Poi il 6 marzo a Bruxelles si terrà il Consiglio europeo straordinario, in cui – ha spiegato Costa – “prenderemo decisioni sul nostro sostegno all’Ucraina e sul rafforzamento della difesa europea”. In tutti questi incontri, Meloni ha ribadito la sua linea, quella di un leader che ha visto come una “fuga in avanti” quella del (mai amato) presidente francese e che ha la difficoltà di mantenersi in equilibrio tra l’Europa e il “rapporto privilegiato” con il nuovo presidente Usa, le cui dichiarazioni e strategie di comunicazione (ultimo il video di oggi su Gaza) creano più di qualche imbarazzo. Al termine dell’incontro con il premier svedese Ulf Kristersson a Palazzo Chigi, Meloni ha ribadito che “lavoriamo per gettare le basi per una pace giusta e duratura in Ucraina”, che sarà raggiungibile “solo se a Kiev vengono fornite adeguate garanzie di sicurezza”.
Le quali “devono essere realizzate nel contesto della Nato” mentre altre soluzioni, ovvero il contingente europeo proposto da Macron e Starmer, “sono più complesse e meno efficaci”. In questa linea a fare il gioco di Meloni sono due ‘big’ come Germania e Polonia, entrambe molto dubbiose sul progetto di Parigi e Londra. Quel che serve è un “cappello” più ampio dunque, meglio se delle Nazioni Unite (e il modello sarebbe l’Unifil al lavoro in Libano) o almeno della Nato con il coinvolgimento Usa.
Senza questo “cappello” le garanzie di sicurezza non sarebbero pienamente rispettate, è la convinzione di Meloni. Che però agisce anche sapendo bene di avere un problema politico interno, forse il più grande dalla nascita del governo. A preoccupare la premier sul dossier Ucraina non sono le opposizioni, che pure hanno iniziato ad incalzare il governo chiedendo alla premier di riferire in Parlamento prima del Consiglio Ue del 6 marzo (“Questo Consiglio straordinario richiede un confronto parlamentare inevitabile”, ha detto oggi la capogruppo Pd alla Camera, Chiara Braga), ma la Lega di Matteo Salvini, che ha già espresso un secco “no” a un dispiegamento in Ucraina di militari italiani.
Il leader e vicepremier lo ha confermato anche questa mattina in una conferenza stampa, non a caso, con i giornalisti esteri. “Abbiamo 7500 soldati italiani impegnati in missioni di pace – ha detto Salvini, che oggi ha anche incontrato l’inviato speciale di Trump per l’Italia Paolo Zampolli – prima di spendere un euro in più o ipotizzare l’invio di un soldato in più bisogna essere certi di quello che si fa, l’esempio dell’Afghanistan non è lontano dalla nostra memoria”. E comunque, ha ironizzato, “se mettessimo una Von der Leyen a capo di un esercito comune europeo, dura venti minuti e poi si arrende”.
Il leader leghista ha anche auspicato che l’Europa “torni ad avere nella Russia un interlocutore”, criticando il processo di adesione dell’Ucraina alla Ue: “Sarebbe curioso – ha accusato – che aderisse all’Europa prima dell’Albania e della Serbia che sono in attesa da una vita”. Al momento il contrasto resta alle dichiarazioni, né sarà promosso un chiarimento a breve, prima di sapere quale sarà il quadro delle prossime settimane.
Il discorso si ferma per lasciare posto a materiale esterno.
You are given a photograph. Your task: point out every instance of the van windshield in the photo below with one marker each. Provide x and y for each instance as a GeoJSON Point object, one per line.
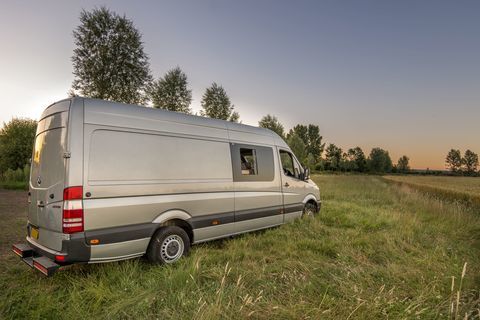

Se arriverà il momento in cui saranno chieste truppe italiane, Meloni lo sa, la posizione leghista sarà una “bomba” da maneggiare con grande attenzione.
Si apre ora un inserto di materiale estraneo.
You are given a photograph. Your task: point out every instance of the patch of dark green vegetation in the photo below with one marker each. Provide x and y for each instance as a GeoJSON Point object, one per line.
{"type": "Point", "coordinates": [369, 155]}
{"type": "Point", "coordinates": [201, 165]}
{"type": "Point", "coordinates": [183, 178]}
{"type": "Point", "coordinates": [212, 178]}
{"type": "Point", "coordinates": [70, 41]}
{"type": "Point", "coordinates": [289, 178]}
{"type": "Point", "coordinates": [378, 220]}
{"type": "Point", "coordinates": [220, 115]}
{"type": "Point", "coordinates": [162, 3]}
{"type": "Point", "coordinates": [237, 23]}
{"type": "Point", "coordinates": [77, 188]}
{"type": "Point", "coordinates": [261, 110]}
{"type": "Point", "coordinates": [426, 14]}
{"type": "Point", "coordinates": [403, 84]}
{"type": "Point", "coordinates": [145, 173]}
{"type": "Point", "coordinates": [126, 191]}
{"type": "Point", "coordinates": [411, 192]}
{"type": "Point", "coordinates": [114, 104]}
Un tema ben chiaro al ministro della Difesa Guido Crosetto, che nel pomeriggio ha scritto un post su X molto duro nei confronti del “presidente di una nazione comunitaria e quello di una nazione extracomunitaria” che pensano di inviare contingenti “come si invia un fax e per poter fare un comunicato stampa” senza “la creanza di confrontarsi con le altre nazioni”. Per l’Italia, ricorda, un nuovo impegno internazionale “dovrebbe avere dei passaggi parlamentari, molteplici e complessi” peraltro “successivi ad aver verificato con scrupolo ed attenzione tutti gli aspetti tecnico-logistici-operativi-capacitivi e le conseguenti necessità di risorse finanziarie”.